What are your solutions to this matter?
Google provides a library for you. See here.
Note that this has been compromised in unprotected apps, so you should use something like ProGuard. The link above contains more information.
Finally, keep in mind that the Android Market is not the only app market for Android out there. Amazon has their own DRM.
At this particular moment there is one way to check.
The Android Market authenticates purchases through Google Checkout, but Google has not implemented the Checkout API to synchronize Market purchases. So calls like that check the status of an order do not work. Maybe Google doesn't want dev's to get a hold of customer emails? Either way, I do not know why it does not exist, it seems to me that if Google simply made this service available we could implement a far more superior security system that would better utilize the methods of obfuscation. As it is at the moment, a hacker can simply look for a specific class like the ILicenceService and hook it.

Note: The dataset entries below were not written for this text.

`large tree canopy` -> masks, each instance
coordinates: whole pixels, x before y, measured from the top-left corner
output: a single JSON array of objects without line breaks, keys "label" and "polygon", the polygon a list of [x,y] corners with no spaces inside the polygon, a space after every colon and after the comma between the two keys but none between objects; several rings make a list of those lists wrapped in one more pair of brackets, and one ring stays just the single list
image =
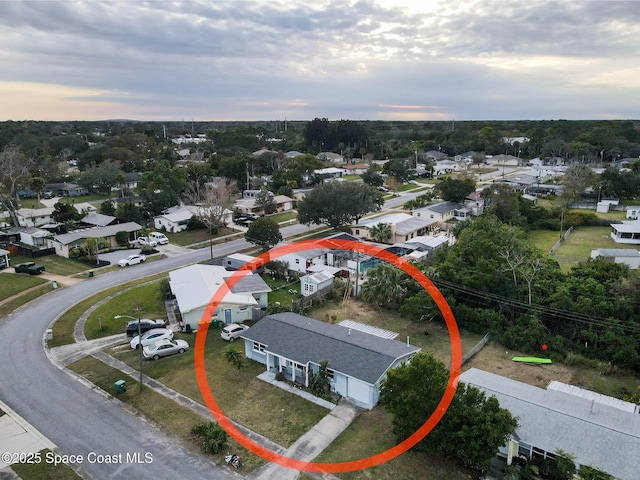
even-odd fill
[{"label": "large tree canopy", "polygon": [[263,250],[269,250],[282,240],[282,234],[275,221],[267,217],[260,217],[249,225],[244,238],[247,242],[262,247]]},{"label": "large tree canopy", "polygon": [[375,188],[355,182],[329,182],[317,186],[298,204],[300,223],[325,224],[337,229],[377,212],[384,200]]},{"label": "large tree canopy", "polygon": [[434,193],[447,202],[462,202],[475,189],[476,181],[473,178],[447,177],[434,187]]},{"label": "large tree canopy", "polygon": [[[398,441],[413,434],[433,413],[447,379],[444,364],[424,353],[388,372],[380,400],[393,414],[393,433]],[[495,397],[487,398],[479,389],[460,384],[440,423],[414,449],[455,459],[480,476],[490,470],[491,459],[517,425]]]}]

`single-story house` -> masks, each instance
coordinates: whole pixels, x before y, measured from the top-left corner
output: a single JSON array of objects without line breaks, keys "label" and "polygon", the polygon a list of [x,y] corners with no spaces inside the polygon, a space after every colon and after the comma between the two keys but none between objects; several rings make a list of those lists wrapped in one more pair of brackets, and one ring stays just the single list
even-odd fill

The only way at the current moment is to download a list of current purchases. You can do this using an authenticated http call. The drawbacks to doing this are pretty large though. First, the list it provides only extends back 31 days (so you've got to make sure you keep everything). Second, you would have to call and parse at least every ten minutes. Actually faster than that, most users want to play their games when they buy them. Third, if your service, or server goes down, that is precious information that is being requested almost instantly by your users.
I don't know how many dev's are currently utilizing this process, I considered it, but am just going to keep complaining to Google for a better method.
You could piggy back off of the LVL. I have just implemented a similar system.
Perform Check via LVL.
On success make a post to your own web server and store whatever details you need, i.e. DeviceID etc.
You could also perform checks to your own server even when the LVL check fails and allow things like trial periods etc.